26
From DFS to Topological Sort
Recently I revisited this leetcode question https://leetcode.com/problems/alien-dictionary/solution/. I first learned about it a year and a half ago when I was a data science fellow at Insight, in New York. It's a fun problem, though a terrible interview question. I think it would be much better if you could at least assume the alien dictionary has no inconsistencies (ie that an order can always be extracted).
Depth-first search is a standard method to explore a graph. For example, let's say we want to print the value of all the nodes in a graph. Here is a(n incorrect) recursive implementation.
def dfs(node):
print(node.val)
for child in node.children:
dfs(child)
There are two big issues with this code. The first is that it might get stuck in a loop. For the graph 1->2->3->1
, calling dfs(node_1)
will loop forever. Let's fix this by keeping track of which nodes have already been visited by the DFS.
def dfs(node):
if node in visited:
return None
print(node.val)
visited.add(node)
for child in node.children:
dfs(child)
visited = set()
The second issue is that it has no awareness of the whole graph. For the graph 1 -> 2 -> 3
, calling dfs(2)
will miss node 1
. So let's assume we have a dictionary edges
, where edges[node]
lists all the children of node
.
def print_nodes(edges):
def dfs(node):
if node in visited:
return None
print(node.val)
visited.add(node)
for child in edges[node]:
dfs(child)
visited = set()
for node in edges.keys():
dfs(node)
For the graph
1
/
2
/ \
3 4
(where I assume the edges are all pointing down) the function above will print the nodes in the order 1,2,3,4
(assuming 3 comes before 4 in edges[node_2]
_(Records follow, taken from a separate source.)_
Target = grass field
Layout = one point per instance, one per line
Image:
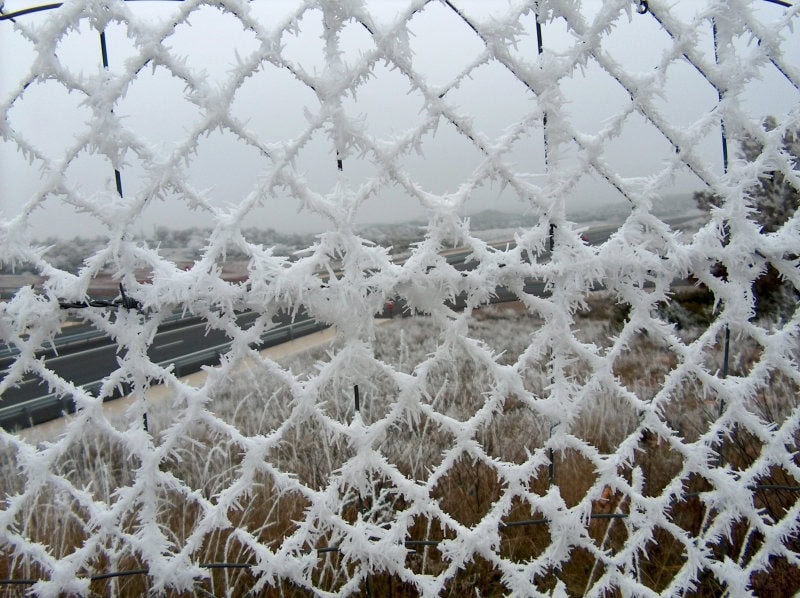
(302, 420)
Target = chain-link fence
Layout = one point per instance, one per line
(597, 398)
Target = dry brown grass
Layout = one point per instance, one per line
(208, 462)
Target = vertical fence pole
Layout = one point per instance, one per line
(104, 56)
(726, 349)
(545, 141)
(118, 184)
(361, 507)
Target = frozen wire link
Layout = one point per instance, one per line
(417, 482)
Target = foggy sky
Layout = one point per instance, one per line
(274, 105)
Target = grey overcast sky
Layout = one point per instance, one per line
(274, 104)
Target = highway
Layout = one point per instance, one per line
(85, 357)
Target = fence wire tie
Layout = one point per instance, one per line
(124, 301)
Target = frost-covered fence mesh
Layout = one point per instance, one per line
(607, 439)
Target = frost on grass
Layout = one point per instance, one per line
(596, 442)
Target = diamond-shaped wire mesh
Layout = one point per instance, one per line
(627, 424)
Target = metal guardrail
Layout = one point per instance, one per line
(54, 405)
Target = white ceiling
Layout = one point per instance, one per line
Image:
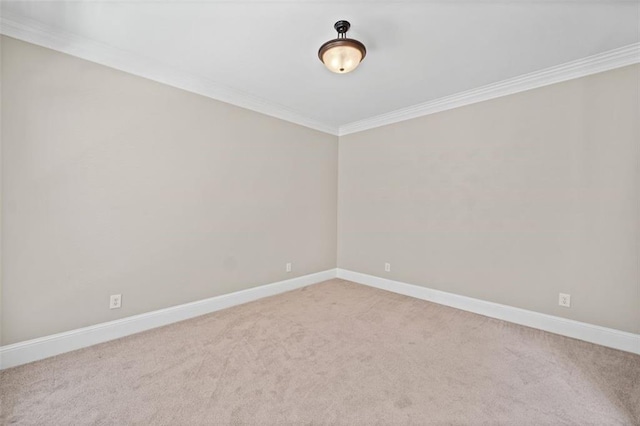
(267, 50)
). This would be a "pre-order" way of printing the graph. The "post-order" way would be
def print_nodes_post(edges):
def dfs(node):
if node in visited:
return None
visited.add(node)
for child in edges[node]:
dfs(child)
print(node)
visited = set()
for node in edges.keys():
dfs(node)
yielding 3,4,2,1
.
Obviously printing out the nodes in a graph is a silly task (we could just directly use edges.keys()
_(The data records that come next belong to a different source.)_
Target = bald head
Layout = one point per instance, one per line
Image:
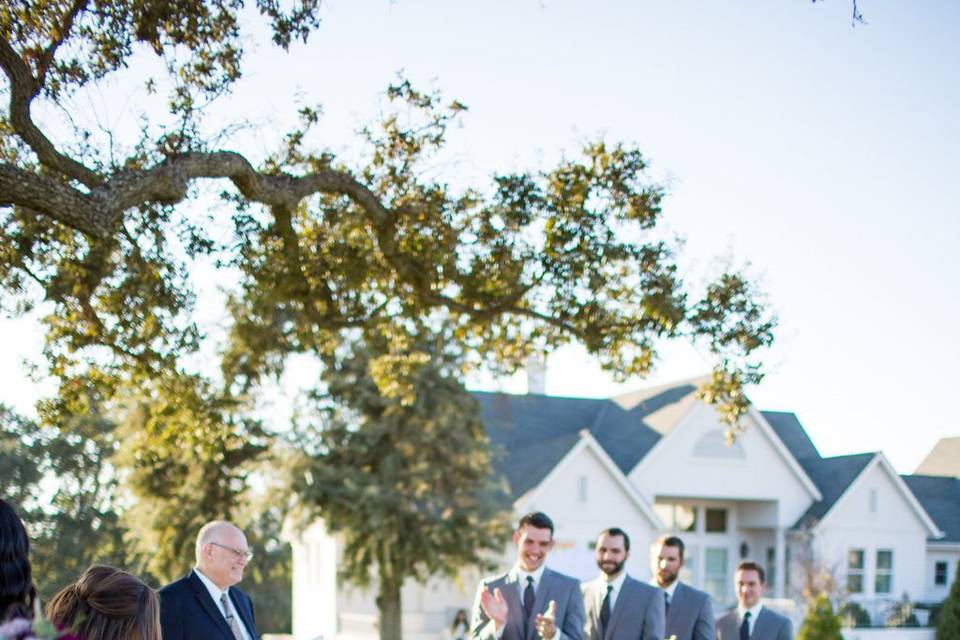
(222, 553)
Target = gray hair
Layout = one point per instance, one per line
(208, 532)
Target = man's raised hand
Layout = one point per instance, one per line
(546, 623)
(495, 606)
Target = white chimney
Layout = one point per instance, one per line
(536, 367)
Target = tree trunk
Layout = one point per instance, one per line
(391, 619)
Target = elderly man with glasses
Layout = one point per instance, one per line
(205, 604)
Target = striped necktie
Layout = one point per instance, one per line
(231, 619)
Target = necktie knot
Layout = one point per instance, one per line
(528, 598)
(605, 610)
(231, 619)
(745, 627)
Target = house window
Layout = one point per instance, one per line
(716, 520)
(940, 573)
(855, 571)
(715, 578)
(771, 565)
(677, 517)
(786, 566)
(883, 582)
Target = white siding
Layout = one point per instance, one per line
(675, 468)
(578, 522)
(934, 592)
(893, 525)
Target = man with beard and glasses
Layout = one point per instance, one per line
(619, 607)
(689, 613)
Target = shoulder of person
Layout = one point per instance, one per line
(561, 578)
(641, 586)
(776, 614)
(176, 586)
(495, 580)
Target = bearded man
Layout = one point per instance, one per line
(617, 606)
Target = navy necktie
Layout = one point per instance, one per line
(605, 611)
(528, 597)
(745, 627)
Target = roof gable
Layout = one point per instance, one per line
(940, 497)
(794, 437)
(843, 467)
(833, 476)
(531, 433)
(943, 459)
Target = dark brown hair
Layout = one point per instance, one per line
(17, 593)
(107, 604)
(753, 566)
(537, 520)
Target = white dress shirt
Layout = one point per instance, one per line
(215, 593)
(607, 581)
(521, 576)
(754, 612)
). The point is that DFS allows us to explore a whole graph, and we can perform tasks as we move along.
def dfs(node):
visited.add(node)
do_some_work_pre_children(node)
for child in edges[node]:
dfs(child)
do_some_work_post_children(node)
Given a graph, let's write a function to detect if it has any cycles. Here is an (incorrect) approach.
def is_acyclic(edges):
def dfs(node):
if node in visited:
# cycle detected?
return False
visited.add(node)
for child in edges[node]:
if dfs(child) is False:
return False
return True
visited = set()
for node in edges.keys():
if node not in visited:
if dfs(node) is False:
return False
return True
The main thought process here is that if upon calling dfs
the node is already in visited
then a cycle must be present. However this is deeply flawed. For example with the graph
1
/ \
2 3
\ /
4
(where again all the edges are pointing downwards) if we start DFS from 0 everything is fine. But if we instead started from node 2 (or 3, or 4) the function will return False
, ie that the graph contains a cycle.
To fix this, we add an additional visited
set, which is specific to the recursion.
def is_acyclic(edges):
def dfs(node):
if node in visited:
return True
visited.add(node)
visited_dfs.add(node)
for child in edges[node]:
if child in visited_dfs:
return False
if dfs(child) is False:
return False
# after we explored node and all its children
# we can remove the temporary marker
# if we don't we'll run into the same issue
# as in the naive approach
visited_dfs.remove(node)
return True
visited = set()
visited_dfs = set()
for node in edges.keys():
if dfs(node) is False:
return False
return True
Let's say you have a graph which represents certain tasks to be executed (eg ETL tasks for an orchestrator like airflow or prefect, or a computation graph for a neural network). Edges in this graph represent a dependency between two tasks. Because of these dependencies, we can't just execute these tasks in a random order. It would be nice if we could extract a total order of the tasks, compatible with the edges, ie if you can go from node a to node b, we should have a < b
in the order.
We can't do this for all graphs. Whatever order we choose for the nodes of 1->2->3->1
it will be incompatible with the graph structure. However if we have a DAG (directed acyclic graph), ie a graph without cycles, then we can. One way to come up with such an order is via DFS. For the graph
0
|
1
/ \
2 3
\ /
4
5
[0,1,2,3,4,5]
, [0,1,3,2,4,5]
, [0,5,1,2,3,4]
are all acceptable orders. The idea is to explore the graph using DFS and to add nodes to the list in post-order. For example let's start by exploring the graph above from the node 2. This will yield the list [4,2]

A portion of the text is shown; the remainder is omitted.